Programmable nanomotor system responsively and chemotactically captures tumor associated antigens for enhanced in situ cancer vaccine

In situ Cancer vaccines that utilize the body's own tumor-associated antigens (TAAs) to induce tumor-specific adaptive immune responses are emerging as a promising strategy in Cancer therapy. However, the rapid clearance of TAAs due to innate immune system hinders the development of effective antitumor immunity.
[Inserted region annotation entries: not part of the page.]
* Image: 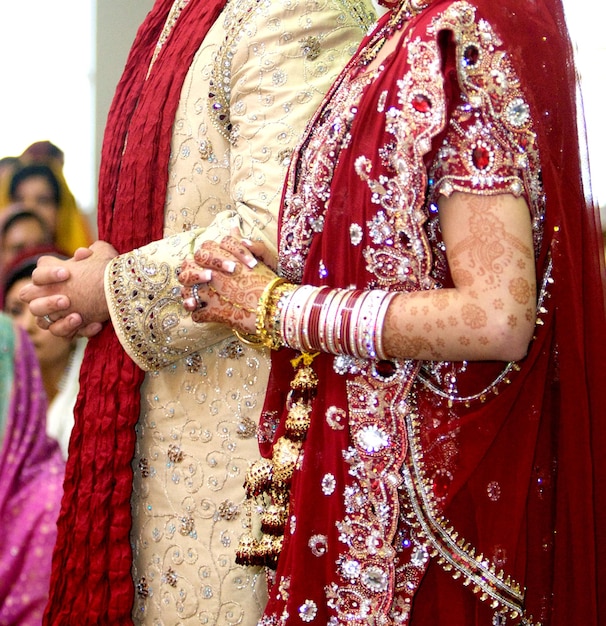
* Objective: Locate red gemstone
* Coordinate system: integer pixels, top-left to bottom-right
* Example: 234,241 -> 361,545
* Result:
376,359 -> 398,378
463,46 -> 480,67
471,146 -> 490,170
412,93 -> 431,113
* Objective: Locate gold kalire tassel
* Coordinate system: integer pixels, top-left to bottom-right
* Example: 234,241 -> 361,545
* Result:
236,352 -> 318,569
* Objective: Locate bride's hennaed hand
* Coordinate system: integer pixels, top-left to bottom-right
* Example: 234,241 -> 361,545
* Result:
179,239 -> 275,334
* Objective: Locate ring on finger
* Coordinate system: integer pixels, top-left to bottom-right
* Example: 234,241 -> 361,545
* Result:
191,283 -> 206,309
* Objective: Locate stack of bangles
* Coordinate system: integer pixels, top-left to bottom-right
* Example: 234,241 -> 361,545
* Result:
256,277 -> 396,359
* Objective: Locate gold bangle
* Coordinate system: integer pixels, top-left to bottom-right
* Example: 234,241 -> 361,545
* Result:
255,276 -> 286,350
232,328 -> 265,348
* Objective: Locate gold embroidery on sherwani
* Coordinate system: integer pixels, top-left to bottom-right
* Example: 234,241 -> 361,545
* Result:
106,0 -> 380,626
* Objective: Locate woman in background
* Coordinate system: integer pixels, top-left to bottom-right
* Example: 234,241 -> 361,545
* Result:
0,314 -> 65,626
0,160 -> 92,254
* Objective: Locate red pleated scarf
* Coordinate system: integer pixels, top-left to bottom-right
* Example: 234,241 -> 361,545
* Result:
44,0 -> 225,626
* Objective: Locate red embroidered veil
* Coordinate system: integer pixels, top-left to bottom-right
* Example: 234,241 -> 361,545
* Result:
45,0 -> 225,626
261,0 -> 606,626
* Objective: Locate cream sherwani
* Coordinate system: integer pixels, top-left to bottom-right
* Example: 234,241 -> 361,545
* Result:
106,0 -> 373,626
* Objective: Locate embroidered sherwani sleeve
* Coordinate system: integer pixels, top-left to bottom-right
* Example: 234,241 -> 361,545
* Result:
105,0 -> 372,370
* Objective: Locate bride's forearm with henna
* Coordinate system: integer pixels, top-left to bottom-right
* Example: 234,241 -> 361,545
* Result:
383,194 -> 536,361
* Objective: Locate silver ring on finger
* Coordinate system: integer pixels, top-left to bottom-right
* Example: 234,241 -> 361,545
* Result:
191,283 -> 206,309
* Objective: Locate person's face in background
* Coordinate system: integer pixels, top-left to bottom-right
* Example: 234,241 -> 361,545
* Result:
4,278 -> 72,370
13,176 -> 59,234
0,216 -> 51,267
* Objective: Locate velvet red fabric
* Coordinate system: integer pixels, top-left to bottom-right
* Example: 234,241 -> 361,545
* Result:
262,0 -> 606,626
44,0 -> 225,626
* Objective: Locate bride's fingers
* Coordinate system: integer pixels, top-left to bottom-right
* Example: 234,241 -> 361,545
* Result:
194,241 -> 239,274
178,259 -> 213,287
181,283 -> 208,313
220,235 -> 257,269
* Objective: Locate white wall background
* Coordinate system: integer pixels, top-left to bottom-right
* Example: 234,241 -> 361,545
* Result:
0,0 -> 606,225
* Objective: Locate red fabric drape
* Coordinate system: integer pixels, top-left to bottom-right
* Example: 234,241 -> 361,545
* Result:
263,0 -> 606,626
45,0 -> 225,626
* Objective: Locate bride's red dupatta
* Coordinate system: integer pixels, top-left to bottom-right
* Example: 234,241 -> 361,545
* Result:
45,0 -> 225,626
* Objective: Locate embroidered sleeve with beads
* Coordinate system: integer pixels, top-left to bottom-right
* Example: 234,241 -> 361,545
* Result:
430,6 -> 543,224
106,0 -> 374,370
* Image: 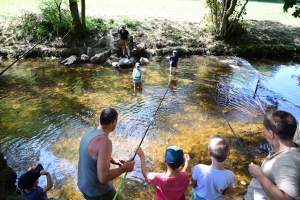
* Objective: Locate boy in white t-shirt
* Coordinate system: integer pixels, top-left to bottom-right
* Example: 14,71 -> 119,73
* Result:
191,135 -> 237,200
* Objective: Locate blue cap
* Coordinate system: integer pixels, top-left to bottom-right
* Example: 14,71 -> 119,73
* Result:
165,146 -> 183,165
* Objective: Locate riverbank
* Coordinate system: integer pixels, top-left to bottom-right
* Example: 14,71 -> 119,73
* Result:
0,16 -> 300,61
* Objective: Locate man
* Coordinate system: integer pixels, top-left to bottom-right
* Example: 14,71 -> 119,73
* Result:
119,24 -> 130,59
245,111 -> 300,200
169,50 -> 178,76
78,108 -> 134,200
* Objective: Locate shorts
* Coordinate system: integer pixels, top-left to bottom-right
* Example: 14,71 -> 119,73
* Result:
83,188 -> 118,200
120,39 -> 129,47
190,192 -> 206,200
170,66 -> 177,72
134,82 -> 143,88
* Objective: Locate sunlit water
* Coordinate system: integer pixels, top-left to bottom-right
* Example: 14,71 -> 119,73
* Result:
0,57 -> 300,199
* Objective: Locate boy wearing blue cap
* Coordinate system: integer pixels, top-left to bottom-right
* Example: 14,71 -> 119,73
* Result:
136,146 -> 190,200
18,164 -> 53,200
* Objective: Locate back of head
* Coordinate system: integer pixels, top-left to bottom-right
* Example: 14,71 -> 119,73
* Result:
208,135 -> 229,162
263,110 -> 297,141
165,146 -> 183,170
100,108 -> 118,125
18,164 -> 44,190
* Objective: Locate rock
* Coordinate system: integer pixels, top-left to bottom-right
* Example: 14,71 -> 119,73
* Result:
87,47 -> 96,58
140,57 -> 149,65
80,54 -> 90,62
61,55 -> 77,66
91,51 -> 110,64
152,56 -> 162,62
118,58 -> 136,68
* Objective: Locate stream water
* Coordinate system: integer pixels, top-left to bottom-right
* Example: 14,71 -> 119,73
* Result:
0,57 -> 300,200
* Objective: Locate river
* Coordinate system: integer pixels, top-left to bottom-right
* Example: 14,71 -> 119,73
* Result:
0,56 -> 300,200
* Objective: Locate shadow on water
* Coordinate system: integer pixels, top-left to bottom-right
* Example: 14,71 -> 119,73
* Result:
0,57 -> 300,199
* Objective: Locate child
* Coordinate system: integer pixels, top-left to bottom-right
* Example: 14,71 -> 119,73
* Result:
18,164 -> 53,200
169,50 -> 178,76
136,146 -> 190,200
191,135 -> 237,200
132,63 -> 143,94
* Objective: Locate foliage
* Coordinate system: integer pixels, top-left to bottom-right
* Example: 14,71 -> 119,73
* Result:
204,0 -> 248,39
283,0 -> 300,18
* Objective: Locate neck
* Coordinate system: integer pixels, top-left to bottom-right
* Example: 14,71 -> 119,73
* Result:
273,139 -> 296,153
210,156 -> 224,170
96,124 -> 111,135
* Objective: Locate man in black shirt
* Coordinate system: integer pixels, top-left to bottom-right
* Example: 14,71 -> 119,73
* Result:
119,24 -> 130,59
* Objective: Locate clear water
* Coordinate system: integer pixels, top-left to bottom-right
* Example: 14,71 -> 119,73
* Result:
0,57 -> 300,200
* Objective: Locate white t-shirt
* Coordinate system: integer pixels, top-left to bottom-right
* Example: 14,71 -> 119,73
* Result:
245,147 -> 300,200
192,164 -> 237,200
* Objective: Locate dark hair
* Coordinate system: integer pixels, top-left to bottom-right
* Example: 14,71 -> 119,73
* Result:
263,110 -> 297,141
100,108 -> 118,125
167,163 -> 182,170
208,135 -> 229,162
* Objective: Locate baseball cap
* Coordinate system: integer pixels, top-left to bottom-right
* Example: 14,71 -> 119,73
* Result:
165,146 -> 183,165
18,164 -> 44,189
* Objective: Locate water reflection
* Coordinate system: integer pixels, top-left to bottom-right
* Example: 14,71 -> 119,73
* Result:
0,57 -> 300,199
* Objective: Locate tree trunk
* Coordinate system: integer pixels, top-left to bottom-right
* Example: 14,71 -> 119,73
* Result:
219,0 -> 237,39
69,0 -> 84,39
81,0 -> 86,31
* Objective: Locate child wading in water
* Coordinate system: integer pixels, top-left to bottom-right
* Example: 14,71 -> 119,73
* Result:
136,146 -> 190,200
191,135 -> 237,200
132,63 -> 143,94
18,164 -> 53,200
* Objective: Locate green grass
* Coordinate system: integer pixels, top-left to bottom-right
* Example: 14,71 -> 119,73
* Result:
0,0 -> 300,26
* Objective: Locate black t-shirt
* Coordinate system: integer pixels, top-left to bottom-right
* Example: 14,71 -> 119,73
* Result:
120,30 -> 129,40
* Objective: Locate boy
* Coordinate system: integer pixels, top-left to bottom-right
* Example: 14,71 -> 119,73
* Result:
119,24 -> 130,59
18,164 -> 53,200
169,50 -> 178,76
132,63 -> 143,94
136,146 -> 190,200
191,135 -> 237,200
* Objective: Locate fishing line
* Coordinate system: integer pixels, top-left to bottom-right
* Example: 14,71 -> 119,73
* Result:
113,83 -> 170,200
208,87 -> 251,163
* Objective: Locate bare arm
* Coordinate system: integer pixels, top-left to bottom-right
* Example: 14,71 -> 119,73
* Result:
136,147 -> 149,178
97,138 -> 134,183
248,163 -> 295,200
181,154 -> 190,173
40,170 -> 53,193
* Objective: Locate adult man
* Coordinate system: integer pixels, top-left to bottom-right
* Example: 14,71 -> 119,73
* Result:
119,24 -> 130,59
78,108 -> 134,200
245,111 -> 300,200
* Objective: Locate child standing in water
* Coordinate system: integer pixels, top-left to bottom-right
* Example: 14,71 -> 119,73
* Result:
132,63 -> 143,94
169,50 -> 178,76
136,146 -> 190,200
191,135 -> 237,200
18,164 -> 53,200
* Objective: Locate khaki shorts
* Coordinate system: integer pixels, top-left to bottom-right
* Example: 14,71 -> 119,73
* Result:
120,39 -> 129,47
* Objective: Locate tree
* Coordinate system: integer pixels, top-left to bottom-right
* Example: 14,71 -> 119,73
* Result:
206,0 -> 248,40
283,0 -> 300,17
69,0 -> 86,39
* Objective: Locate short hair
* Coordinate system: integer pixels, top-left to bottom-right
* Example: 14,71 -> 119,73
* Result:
208,135 -> 229,162
263,110 -> 297,141
100,108 -> 118,125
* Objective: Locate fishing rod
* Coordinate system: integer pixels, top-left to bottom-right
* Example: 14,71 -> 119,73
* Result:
208,87 -> 251,163
113,83 -> 170,200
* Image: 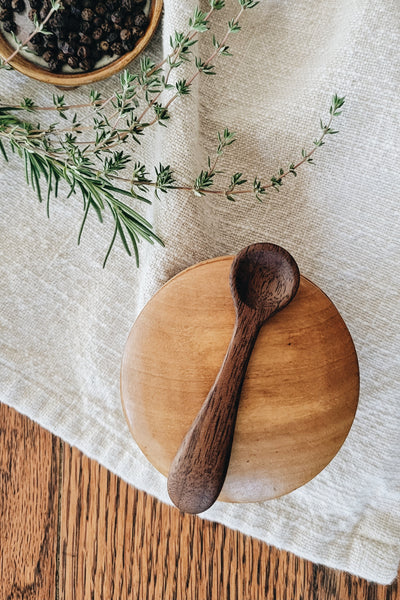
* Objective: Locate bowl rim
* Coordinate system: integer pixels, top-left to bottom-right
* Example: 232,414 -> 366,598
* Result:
0,0 -> 163,87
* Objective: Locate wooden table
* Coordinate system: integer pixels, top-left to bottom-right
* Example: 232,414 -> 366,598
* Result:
0,405 -> 400,600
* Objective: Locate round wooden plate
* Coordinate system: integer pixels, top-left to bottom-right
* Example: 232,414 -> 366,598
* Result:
121,256 -> 359,502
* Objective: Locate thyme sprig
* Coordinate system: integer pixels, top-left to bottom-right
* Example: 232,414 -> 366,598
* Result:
0,0 -> 344,265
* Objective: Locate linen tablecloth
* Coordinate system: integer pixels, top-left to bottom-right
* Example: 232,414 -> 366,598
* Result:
0,0 -> 400,583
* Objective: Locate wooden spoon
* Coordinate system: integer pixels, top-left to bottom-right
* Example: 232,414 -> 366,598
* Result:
168,243 -> 300,513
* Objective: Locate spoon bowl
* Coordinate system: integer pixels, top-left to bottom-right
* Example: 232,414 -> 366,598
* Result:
230,243 -> 300,321
168,243 -> 300,513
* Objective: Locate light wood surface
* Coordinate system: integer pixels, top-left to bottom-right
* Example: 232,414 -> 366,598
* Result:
0,405 -> 400,600
0,0 -> 163,88
121,257 -> 359,502
168,242 -> 300,514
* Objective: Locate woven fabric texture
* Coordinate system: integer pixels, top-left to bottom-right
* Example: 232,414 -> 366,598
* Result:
0,0 -> 400,583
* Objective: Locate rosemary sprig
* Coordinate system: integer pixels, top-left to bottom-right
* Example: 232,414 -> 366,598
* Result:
0,0 -> 344,265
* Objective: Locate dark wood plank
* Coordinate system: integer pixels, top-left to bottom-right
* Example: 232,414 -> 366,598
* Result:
59,444 -> 400,600
0,405 -> 61,600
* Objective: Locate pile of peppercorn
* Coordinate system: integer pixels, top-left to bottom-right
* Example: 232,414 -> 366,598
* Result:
0,0 -> 148,72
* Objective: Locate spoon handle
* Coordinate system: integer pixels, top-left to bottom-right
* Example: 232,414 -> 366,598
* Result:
168,311 -> 260,513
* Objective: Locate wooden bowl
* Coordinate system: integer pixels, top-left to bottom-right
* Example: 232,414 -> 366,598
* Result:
121,257 -> 359,502
0,0 -> 163,88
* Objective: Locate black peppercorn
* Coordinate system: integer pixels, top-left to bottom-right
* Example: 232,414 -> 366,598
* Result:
47,11 -> 65,29
67,56 -> 79,69
121,0 -> 136,12
0,8 -> 12,21
122,38 -> 135,52
111,10 -> 124,25
92,27 -> 104,42
79,58 -> 94,71
47,58 -> 61,73
11,0 -> 25,13
56,52 -> 67,65
101,21 -> 111,35
26,33 -> 44,56
99,40 -> 110,54
124,15 -> 136,29
60,42 -> 75,56
119,29 -> 132,42
0,0 -> 152,71
42,50 -> 55,62
70,5 -> 82,19
3,21 -> 18,33
79,33 -> 93,46
79,21 -> 92,34
76,46 -> 89,60
81,8 -> 94,23
107,31 -> 119,44
43,33 -> 58,48
94,2 -> 107,17
135,13 -> 149,29
111,42 -> 124,56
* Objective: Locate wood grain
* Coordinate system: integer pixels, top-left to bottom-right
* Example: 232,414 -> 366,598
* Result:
0,405 -> 61,600
0,405 -> 400,600
121,257 -> 359,502
167,243 -> 300,513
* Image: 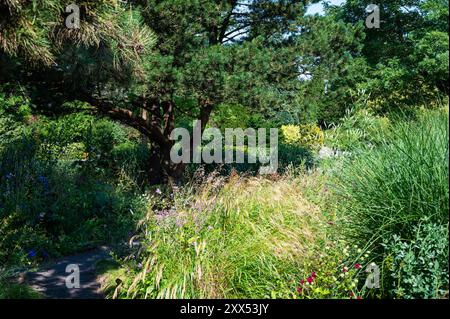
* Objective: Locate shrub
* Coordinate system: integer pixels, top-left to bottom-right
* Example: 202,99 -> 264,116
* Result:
336,112 -> 449,239
383,220 -> 449,299
325,109 -> 390,151
110,176 -> 324,298
281,124 -> 324,150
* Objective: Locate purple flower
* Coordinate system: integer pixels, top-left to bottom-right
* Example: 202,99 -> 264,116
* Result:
27,249 -> 37,258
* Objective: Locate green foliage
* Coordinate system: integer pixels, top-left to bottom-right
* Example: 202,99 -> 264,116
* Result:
281,124 -> 324,151
325,109 -> 391,151
298,240 -> 369,299
336,111 -> 448,242
383,219 -> 449,299
333,111 -> 449,298
110,174 -> 323,298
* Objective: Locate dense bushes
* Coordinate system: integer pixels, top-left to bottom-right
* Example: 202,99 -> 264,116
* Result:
281,124 -> 324,150
335,111 -> 449,297
0,113 -> 148,265
383,219 -> 449,299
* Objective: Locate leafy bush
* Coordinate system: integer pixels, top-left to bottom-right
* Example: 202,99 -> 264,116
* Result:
325,109 -> 390,151
336,112 -> 449,245
281,124 -> 324,150
383,220 -> 449,299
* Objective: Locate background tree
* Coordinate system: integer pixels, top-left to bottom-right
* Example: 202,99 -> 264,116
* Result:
1,0 -> 320,182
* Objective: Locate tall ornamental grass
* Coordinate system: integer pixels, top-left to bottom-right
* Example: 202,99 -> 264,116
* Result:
337,111 -> 449,247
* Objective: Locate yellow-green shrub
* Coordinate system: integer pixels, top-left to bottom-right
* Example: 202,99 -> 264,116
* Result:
281,124 -> 325,150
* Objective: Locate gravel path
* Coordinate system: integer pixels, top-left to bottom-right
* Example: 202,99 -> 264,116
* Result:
23,247 -> 110,299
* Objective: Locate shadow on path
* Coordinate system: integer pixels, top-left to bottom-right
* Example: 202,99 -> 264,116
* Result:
23,247 -> 111,299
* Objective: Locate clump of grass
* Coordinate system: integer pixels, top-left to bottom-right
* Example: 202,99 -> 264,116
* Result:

To address this challenge, we developed a nanomotor system (_DDMSN@_MOMV^PF) as an in situ Cancer vaccine capable of chemotactically capturing TAAs, significantly inhibiting the rapid clearance of TAAs and enhancing Cancer Immunotherapy. In response to acid tumor microenvironment, _DDMSN@_MOMV^PF exfoliated folate acid-attached, mitoxantrone-embedded Bacterial outer membrane vesicle (OMV) fragments, which could be specifically taken up by tumor cells to induce immunogenic cell death (ICD) and release DNA-associated TAAs. Subsequently, the exposed DNase on _DDMSN@_MOMV^PF detected DNA gradient and propelled nanoparticles chemotactically capturing TAAs. In vivo results indicated that _DDMSN@_MOMV^PF suppressed both primary and distant tumors and elicited immune memory effects to prevent tumor recurrence.

Cancer immunotherapy; Dendritic mesoporous silica nanoparticles; Nanomotors; Outer membrane vesicles; TAA capture.